Strictly speaking, it is more of a mediumhand. There are plenty of words I have not abbreviated yet. More importantly, I have not studied the actual shorthand in detail. It is a system of writing that is akin to Arabic or Tamil in appearance rather than Englishm, English only in the words the letters produce. In a sense, it is. The lines are consonants while the dots are vowels. The precise placement of the dots determines its exact vowel sound.

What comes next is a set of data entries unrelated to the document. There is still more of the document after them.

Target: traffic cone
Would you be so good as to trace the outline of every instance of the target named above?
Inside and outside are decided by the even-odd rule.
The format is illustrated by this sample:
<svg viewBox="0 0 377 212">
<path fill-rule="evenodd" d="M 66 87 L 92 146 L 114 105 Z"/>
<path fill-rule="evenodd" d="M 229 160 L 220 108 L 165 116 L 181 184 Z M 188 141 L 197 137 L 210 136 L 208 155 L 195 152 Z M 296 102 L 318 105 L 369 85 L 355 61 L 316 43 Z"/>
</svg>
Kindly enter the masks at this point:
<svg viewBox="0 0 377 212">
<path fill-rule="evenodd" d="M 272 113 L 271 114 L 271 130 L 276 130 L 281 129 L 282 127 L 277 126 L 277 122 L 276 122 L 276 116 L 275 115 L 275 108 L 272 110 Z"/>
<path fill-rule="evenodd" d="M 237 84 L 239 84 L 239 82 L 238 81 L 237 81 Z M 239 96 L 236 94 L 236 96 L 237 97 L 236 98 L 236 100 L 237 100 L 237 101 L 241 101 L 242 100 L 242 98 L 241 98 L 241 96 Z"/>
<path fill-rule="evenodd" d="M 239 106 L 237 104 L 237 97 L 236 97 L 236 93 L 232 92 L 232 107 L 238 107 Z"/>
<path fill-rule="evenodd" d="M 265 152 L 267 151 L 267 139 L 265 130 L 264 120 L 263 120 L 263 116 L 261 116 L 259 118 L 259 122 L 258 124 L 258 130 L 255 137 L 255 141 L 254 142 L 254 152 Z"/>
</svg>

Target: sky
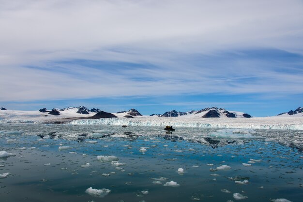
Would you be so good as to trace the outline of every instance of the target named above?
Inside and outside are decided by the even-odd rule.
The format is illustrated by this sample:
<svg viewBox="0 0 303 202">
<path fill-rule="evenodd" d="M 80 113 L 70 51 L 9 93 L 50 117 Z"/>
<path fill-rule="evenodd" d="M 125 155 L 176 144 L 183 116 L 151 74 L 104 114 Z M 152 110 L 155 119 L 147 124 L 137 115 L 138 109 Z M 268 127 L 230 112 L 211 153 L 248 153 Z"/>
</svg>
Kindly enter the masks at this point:
<svg viewBox="0 0 303 202">
<path fill-rule="evenodd" d="M 0 0 L 0 107 L 303 106 L 303 1 Z"/>
</svg>

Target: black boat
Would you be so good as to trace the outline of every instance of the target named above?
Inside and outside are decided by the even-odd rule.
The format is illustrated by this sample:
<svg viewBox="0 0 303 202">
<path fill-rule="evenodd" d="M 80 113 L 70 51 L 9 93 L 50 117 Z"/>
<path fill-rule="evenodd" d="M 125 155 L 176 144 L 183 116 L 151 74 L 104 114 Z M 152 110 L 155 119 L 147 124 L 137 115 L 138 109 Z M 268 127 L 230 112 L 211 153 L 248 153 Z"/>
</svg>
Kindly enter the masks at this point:
<svg viewBox="0 0 303 202">
<path fill-rule="evenodd" d="M 175 130 L 175 129 L 172 128 L 172 126 L 167 126 L 164 129 L 165 130 L 168 130 L 168 131 L 174 131 Z"/>
</svg>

It looks intriguing and time-saving, if only I had the courage to learn it. My mediumhand already combines the worst of my scribbling and my speed. Moreover, there are clearly non-English symbols. In case it was forgotten, my handwriting was in possesssion of a higher degree of order twenty minutes ago than now. Most vexing how my curbes have imploded, how my crosses have melted, and the irritating habit of writing over mistakes.
I might expand on my shorthand in later weeks, but I've briefly pointed the way. If the reader is inquisitive enough to try the original systems that were sources of my own, I commend them as an senior to a junior. The time for slowly taking notes ended months ago. Taking no steps to brace onself for the future is not worth congratulation. But I am kind, and striving to be open-minded. Otherwise, you can wait for me to upload my system and adopt it.
I don't recommend that. My schedule states three months will pass before my turn. On the bright side, I can polish up my writing, mediumhand and maybe even learn true shorthand.